TOKYO — Toyota and Nissan will ask for reimbursement from Britain if the UK government fails to agree on a trade deal with the European Union, the Nikkei financial daily reported on Monday.
The Japanese automakers are bracing for a 10 percent tariff on cars exported from the UK to the EU and are demanding that the government pay extra costs, the Nikkei reported on Monday.
British Prime Minister Boris Johnson said on Sunday that he did not particularly wish for a Brexit transition period to end without a new trade deal in place but that Britain could live with such an outcome.
Executives for Nissan and Toyota had no immediate comment.

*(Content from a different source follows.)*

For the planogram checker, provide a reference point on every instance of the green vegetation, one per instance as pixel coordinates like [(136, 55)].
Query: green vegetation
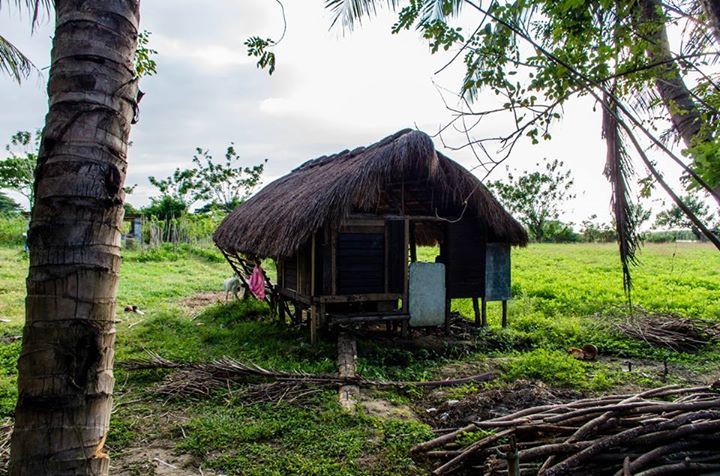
[(565, 296)]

Toyota builds the Corolla and the related Suzuki Swace compact cars at its plant in Burnaston, central England. It also produces engines at a factory in Wales.
Nissan operates Britain’s biggest car factory in Sunderland, northeast England. The plant’s production includes the Qashqai, Juke and Leaf. Honda also builds the Civic in Swindon, near London, but the company is closing the factory next year.
The plant would be “unsustainable” if Britain leaves the EU without a trade deal, Nissan said in June.
Europe and the UK’s car industries last month said a disorderly Brexit would cost the sector 110 billion euros ($130 billion) in lost trade over the next five years.
The stage is set for a showdown on Brexit at a European Union summit this week.
British and EU negotiators on Monday began a two-week period of intense talks to agree a deal. If the two sides cannot reach an agreement by the year-end, Britain will leave the EU’s single market and customs union on Dec. 31 without a trade deal in place.